According to the comments on try_to_free_page:
* The @gfp_mask argument specifies whether I/O may be performed to release
* this page (__GFP_IO), and whether the call may block (__GFP_WAIT & __GFP_FS).
It seems to me like we're supposed to try to clean it if possible,
but it is clear that it can be called from contexts that don't allow
IO and/or blocking so filesystems have to be able to reject dirty
pages and the callers must be able to handle it. IOWs, calling
->releasepage() with a dirty page must be allowed to fail.

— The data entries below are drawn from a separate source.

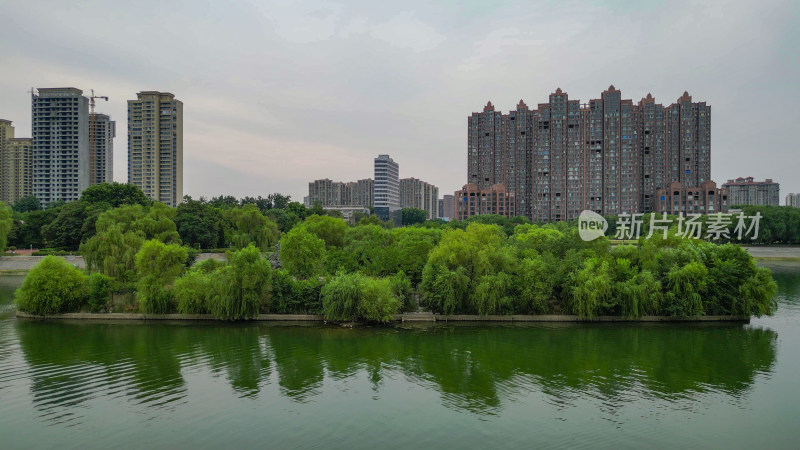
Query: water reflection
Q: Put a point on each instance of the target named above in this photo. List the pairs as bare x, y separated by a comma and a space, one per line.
476, 369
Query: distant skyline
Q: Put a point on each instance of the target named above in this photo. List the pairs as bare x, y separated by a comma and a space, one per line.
278, 94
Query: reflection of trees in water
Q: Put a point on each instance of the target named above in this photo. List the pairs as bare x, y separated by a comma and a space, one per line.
474, 368
786, 275
298, 360
238, 350
72, 363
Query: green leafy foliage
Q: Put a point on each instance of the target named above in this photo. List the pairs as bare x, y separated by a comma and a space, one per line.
53, 286
157, 266
251, 227
348, 297
295, 296
199, 224
302, 253
115, 195
411, 216
192, 292
121, 232
5, 224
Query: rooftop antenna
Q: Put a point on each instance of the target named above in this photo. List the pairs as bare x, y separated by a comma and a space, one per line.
91, 135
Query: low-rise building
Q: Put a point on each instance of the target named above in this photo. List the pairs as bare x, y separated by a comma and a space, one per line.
447, 208
16, 169
473, 201
703, 199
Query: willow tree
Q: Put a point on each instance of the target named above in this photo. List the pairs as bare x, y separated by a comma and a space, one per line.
463, 261
302, 253
250, 226
121, 232
157, 267
242, 287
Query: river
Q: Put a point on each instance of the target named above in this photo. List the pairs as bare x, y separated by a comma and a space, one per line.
211, 385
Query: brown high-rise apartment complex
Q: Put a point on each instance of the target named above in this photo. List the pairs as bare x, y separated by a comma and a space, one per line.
16, 170
328, 193
609, 155
472, 200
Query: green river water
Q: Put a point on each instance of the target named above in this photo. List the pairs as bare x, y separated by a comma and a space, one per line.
209, 385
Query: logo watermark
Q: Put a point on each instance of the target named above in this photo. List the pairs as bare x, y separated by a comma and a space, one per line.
591, 225
629, 226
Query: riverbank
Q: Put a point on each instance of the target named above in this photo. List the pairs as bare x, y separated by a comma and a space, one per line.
774, 253
411, 317
21, 264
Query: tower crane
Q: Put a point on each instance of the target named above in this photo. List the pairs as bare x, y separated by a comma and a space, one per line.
92, 133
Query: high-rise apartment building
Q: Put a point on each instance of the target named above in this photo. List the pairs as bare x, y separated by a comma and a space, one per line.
387, 188
793, 200
703, 199
418, 194
60, 153
608, 155
155, 146
325, 192
447, 210
102, 131
745, 191
15, 165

IMO, trying to free a page that is dirty indicates poor reclaim
selection, especially in the case of shrink_active_list() which is
likely to be called in a GFP_NOFS context and so it shouldn't be
asking for dirty pages to be reclaimed because we simply won't do
the IO (i.e. same conditions where we warn and reject ->writepage
> Generally IFAIU we aren't supposed to discard dirty data but I wouldn't bet
> on all filesystems getting it right because the common call paths make sure
> page is clean.
> I would almost say we should enforce !PageDirty in
> try_to_release_page() if it was not for that ext3 nastyness of cleaning
> buffers under a dirty page - hum, but maybe the right answer for that is
> ripping ext3 out of tree (which would also allow us to get rid of some code
> in the blocklayer for bouncing journaled data buffers when stable writes
> are required).
XFS is behaving correctly in that it rejects the attempt to release
the dirty page, but the warning is there to indicate something
higher up is doing something unusual. I'm happy for the higher up
code to be fixed never to try to release a dirty page, even if that
means finally removing the ext3 code base from the tree..
FWIW, dirty pages and therefore pinned bufferheads are limited by
dirty thresholds, so really removing bufferheads from clean pages
is really all that is necessary to bring it back below thresholds.
PS: This is yet another reason why I'm working towards removing
bufferheads from XFS....